PUMPKIN - N - CREAM CHEESE
ROLL-UP
 
3/4 c. flour
1 tsp. baking powder
2 tsp. cinnamon
1 tsp. pumpkin pie spice
1/2 tsp. nutmeg
1/2 tsp. salt
3 eggs
1 c. sugar
2/3 c. pumpkin
1 c. chopped walnuts

CREAM CHEESE FILLING:

1 c. confectioners' sugar
6 tbsp. butter
1 (8 oz.) pkg. cream cheese
1 tsp. vanilla

Preheat oven to 375 degrees. Grease 15 x 10 x 1 inch jelly roll (cookie sheet), lined with waxed paper, grease and flour wax paper. Beat eggs and sugar until thick and fluffy; beat in pumpkin; stir in dry ingredients. Pour into prepared pan then sprinkle with walnuts. Bake for 15 minutes (until center springs back with light touch).
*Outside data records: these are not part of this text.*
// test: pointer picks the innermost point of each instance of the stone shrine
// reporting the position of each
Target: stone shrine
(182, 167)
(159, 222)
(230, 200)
Loosen cake around edges. Invert cake onto a clean damp towel dusted with confectioners' sugar; peel off wax paper. Roll up cake and towel together. Cool completely with seam side down on rack. Unroll cake, spread with cream cheese filling. Re-roll cake (without the towel) and refrigerate until ready to use.